谷口さん「そうなんです。ラクロはやさしく、やわらかい表情。モノを運ぶデリロは俊敏なイメージの目。警備ロボのパトロは、キリっとした表情です。歩行速ロボ三兄弟とも目が動いて、喜怒哀楽(怒はパトロだけですが)を表現します。また、声(音声)を出して周囲の人とコミュニケーションをとることができるのも特徴です。
それで、どうして『目』なのか――。
流行りのデザインでいえば、シンプル、クールなものが多いと思います。ところが、街中を移動するロボットが、シンプル、クールだったら、みなさんはどう思うでしょうか。言ってしまえば、金属の塊ですし、危ない、邪魔だ、と思われてしまうものです」
「私は、東京藝術大学大学院に入って、目の必要性についても研究したんですよ」と谷口さん
「私は、東京藝術大学大学院に入って、目の必要性についても研究したんですよ」と谷口さん
谷口さん「実は、試作段階では1年くらい、おしゃれな、かわいらしいロボットをつくっていました。そして、試作機が完成すると、街中で動かして実験してみるのですが、人に避けてもらう場面がけっこうありました。

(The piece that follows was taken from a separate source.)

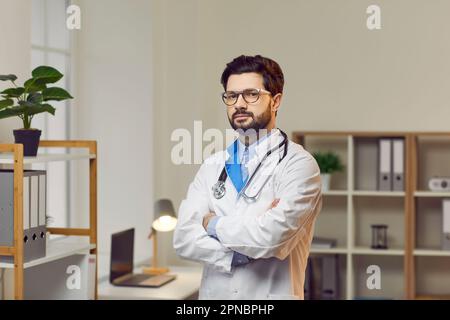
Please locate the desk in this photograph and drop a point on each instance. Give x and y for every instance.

その都度、申し訳ないな、という気持ちになったのです。そういうとき、ロボットが行く方向を示したり、『こんにちは』『ありがとう』とあいさつしたりできたらいいなと、観察しながら気づきました。
そこで、目をつけることで、ロボットが進む方向を示すことにしたのです。面白いから、という理由だけで目を入れているわけではありません(笑)。目があることで、人間同士のアイコンタクトのように、ロボットがどこに行こうとしているか、視覚的にわかりやすくしているのです。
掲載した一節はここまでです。